With a view to placing Ma’s IPO for Ant in Shanghai and Hong Kong (and not New York), the company made its finances public for the first time. The same details that excited would-be investors—the consumer loan portfolio that surpassed that of every state-owned bank in the country, an annual payments total exceeding China’s GDP—worried the bank regulators in Beijing, who had been yearning to regulate privately owned companies more carefully. In advance of Ant’s IPO, Ma addressed a business conference in Shanghai in October 2020, attended by highly placed bank regulators and other government officials, including China’s vice president, a central bank governor, and several other senior state-bank officials. In his speech, Ma criticized Beijing’s efforts to minimize financial risks. “There is no systemic risk in China’s financial system,” he asserted. “Chinese finance has no system.” He attacked the bank regulators, saying that they had “only focused on risks and overlooked development.” He critiqued Chinese bank regulators for having a “pawnshop mentality.” Officials in Beijing were outraged.

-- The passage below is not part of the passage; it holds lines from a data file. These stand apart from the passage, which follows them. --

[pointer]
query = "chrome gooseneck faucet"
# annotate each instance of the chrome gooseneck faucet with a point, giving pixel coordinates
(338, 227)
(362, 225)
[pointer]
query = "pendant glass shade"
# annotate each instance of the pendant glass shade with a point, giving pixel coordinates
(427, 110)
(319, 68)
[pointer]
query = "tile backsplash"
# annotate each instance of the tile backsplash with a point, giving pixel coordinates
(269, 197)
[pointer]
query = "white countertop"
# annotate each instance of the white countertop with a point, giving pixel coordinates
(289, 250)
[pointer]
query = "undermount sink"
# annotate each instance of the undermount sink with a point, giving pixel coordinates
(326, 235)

When President Xi Jinping got wind of what Ma had said, he ordered the immediate halt of Ant’s IPO. At a meeting of the Financial Stability and Development Committee, headed by Xi’s top economic czar, Liu He, the group decided to “put all kinds of financial activities under regulation and [treat] the same business in the same way.” Subsequently, the government made the rule even tougher, requiring firms such as Ant to fund at least 30 percent of each loan in conjunction with a regular bank. But the whole point of Ma’s critique of the prevailing Chinese banking system was that its structure was antiquated and unable to provide the liquidity needed by both individual Chinese consumers and innovative companies such as Alibaba and Ant.
Some observers, however, did not believe Xi’s feelings in this matter were limited to the attitude and behavior of a single egomaniacal entrepreneur. A September 20, 2021, Wall Street Journal article carried the headline “XI JINPING AIMS TO REIN IN CHINESE CAPITALISM, HEW TO MAO’S SOCIALIST VISION.” In it, reporter Lingling Wei suggested that Xi was bent on curtailing or even reversing the capitalist reforms that had made China the second-largest economy in the world by GDP. Wei wrote that, in Xi’s opinion, private capital now had been “allowed to run amok, menacing the party’s legitimacy.” The supremacy of the Chinese Communist Party had been compromised, Xi thought, and needed to be restored. At the same time, a robust capitalist sector was essential to maintain the loyalty of the populace to the regime. Could Xi reconcile these apparently clashing goals? Mao held that there were two kinds of contradictions—“nonantagonistic” ones that could be peacefully resolved, and “antagonistic” ones that could only be resolved through violence. In which kind of contradiction was Xi, and China, becoming enmeshed?